Revised Amendments from Version 1

I agree with both reviewers that my claims were too strongly worded.  I have softened the language throughout (including simply adding "may" to the title), and revised the abstract accordingly.  I believe it is now clear that I am expressing a justifiable anxiety about computational errors affecting scientific results, but that I do not provide empirical evidence as to how often results really are invalid for this reason.
 
I added the entire section: "Popular software is not necessarily less bug-prone."
 
In the conclusion, I clarified the relationship between correct results (our ultimate goal), software verification, and shared workflow systems.

See the author's detailed response to the review by Daniel S. Katz
See the author's detailed response to the review by C. Titus Brown

Computational results are particularly prone to misplaced trust

Perhaps because of ingrained cultural beliefs about the infallibility of computation1, people show a level of trust in computed outputs that is completely at odds with the reality that nearly zero provably error-free computer programs have ever been written2,3.
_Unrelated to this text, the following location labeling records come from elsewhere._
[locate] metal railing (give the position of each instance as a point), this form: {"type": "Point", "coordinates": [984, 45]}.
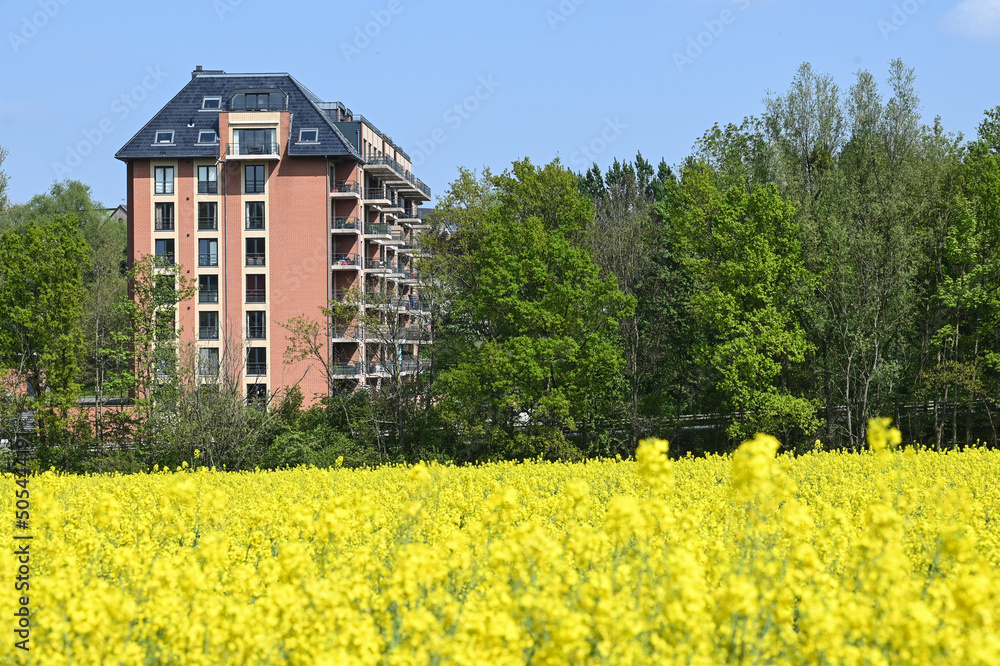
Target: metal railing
{"type": "Point", "coordinates": [343, 187]}
{"type": "Point", "coordinates": [255, 148]}
{"type": "Point", "coordinates": [345, 222]}
{"type": "Point", "coordinates": [345, 260]}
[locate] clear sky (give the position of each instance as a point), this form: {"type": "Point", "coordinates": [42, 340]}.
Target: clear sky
{"type": "Point", "coordinates": [470, 83]}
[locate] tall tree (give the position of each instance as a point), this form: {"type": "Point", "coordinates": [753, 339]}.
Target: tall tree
{"type": "Point", "coordinates": [537, 353]}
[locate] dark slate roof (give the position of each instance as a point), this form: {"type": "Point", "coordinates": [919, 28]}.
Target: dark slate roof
{"type": "Point", "coordinates": [185, 108]}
It has been estimated that the industry average rate of programming errors is “about 15 – 50 errors per 1000 lines of delivered code”4. That estimate describes the work of professional software engineers-—not of the graduate students who write most scientific data analysis programs, usually without the benefit of training in software engineering and testing5,6. The recent increase in attention to such training is a welcome and essential development711. Nonetheless, even the most careful software engineering practices in industry rarely achieve an error rate better than 1 per 1000 lines. Since software programs commonly have many thousands of lines of code (Table 1), it follows that many defects remain in delivered code–even after all testing and debugging is complete.
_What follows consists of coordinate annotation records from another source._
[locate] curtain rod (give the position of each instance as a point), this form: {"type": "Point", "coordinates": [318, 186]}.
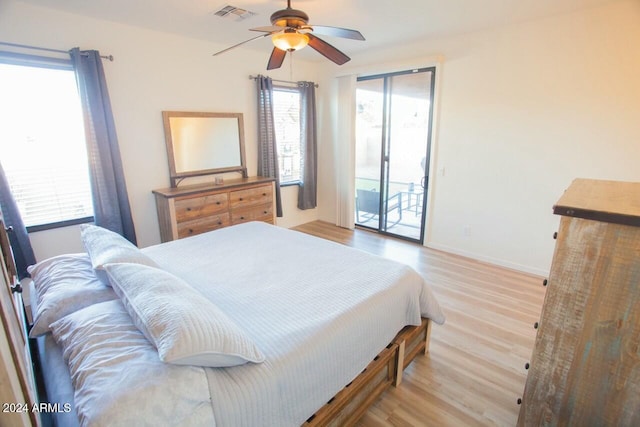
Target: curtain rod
{"type": "Point", "coordinates": [46, 49]}
{"type": "Point", "coordinates": [280, 81]}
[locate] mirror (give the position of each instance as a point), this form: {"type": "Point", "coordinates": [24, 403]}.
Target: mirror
{"type": "Point", "coordinates": [203, 143]}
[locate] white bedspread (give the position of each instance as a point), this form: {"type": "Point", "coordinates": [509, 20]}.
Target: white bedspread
{"type": "Point", "coordinates": [319, 311]}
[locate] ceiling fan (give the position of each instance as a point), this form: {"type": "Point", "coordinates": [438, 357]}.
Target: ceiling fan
{"type": "Point", "coordinates": [290, 31]}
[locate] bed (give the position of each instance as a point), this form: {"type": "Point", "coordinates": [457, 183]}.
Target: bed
{"type": "Point", "coordinates": [318, 329]}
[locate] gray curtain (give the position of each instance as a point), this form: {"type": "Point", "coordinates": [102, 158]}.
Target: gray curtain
{"type": "Point", "coordinates": [307, 194]}
{"type": "Point", "coordinates": [111, 207]}
{"type": "Point", "coordinates": [20, 243]}
{"type": "Point", "coordinates": [267, 147]}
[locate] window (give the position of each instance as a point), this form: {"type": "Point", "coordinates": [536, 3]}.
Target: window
{"type": "Point", "coordinates": [286, 112]}
{"type": "Point", "coordinates": [43, 146]}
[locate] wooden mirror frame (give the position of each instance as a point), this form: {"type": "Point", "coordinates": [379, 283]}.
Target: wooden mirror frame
{"type": "Point", "coordinates": [175, 176]}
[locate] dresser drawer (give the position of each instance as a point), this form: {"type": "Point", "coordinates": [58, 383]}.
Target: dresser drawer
{"type": "Point", "coordinates": [202, 225]}
{"type": "Point", "coordinates": [189, 208]}
{"type": "Point", "coordinates": [255, 213]}
{"type": "Point", "coordinates": [251, 197]}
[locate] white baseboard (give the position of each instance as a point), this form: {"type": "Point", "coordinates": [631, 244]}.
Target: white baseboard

Table 1. Number of lines of code in typical classes of computer programs (via informationisbeautiful.net).

Software TypeLines of Code
Research code supporting a typical bioinformatics study, e.g. one graduate
student-year.
O(1000) – O(10,000)
Core scientific software (e.g. Matlab and R, not including add-on libraries).O(100,000)
Large scientific collaborations (e.g. LHC, Hubble, climate models).O(1,000,000)
Major software infrastructure (e.g. the Linux kernel, MS Office, etc.).O(10,000,000)

Software errors and error-prone designs are compounded across levels of design abstraction. Defects occur not only in the top-level program being run but also in compilers, system libraries, and even firmware and hardware–and errors in such underlying components are extremely difficult to detect12.

How frequently are published results wrong due to software bugs?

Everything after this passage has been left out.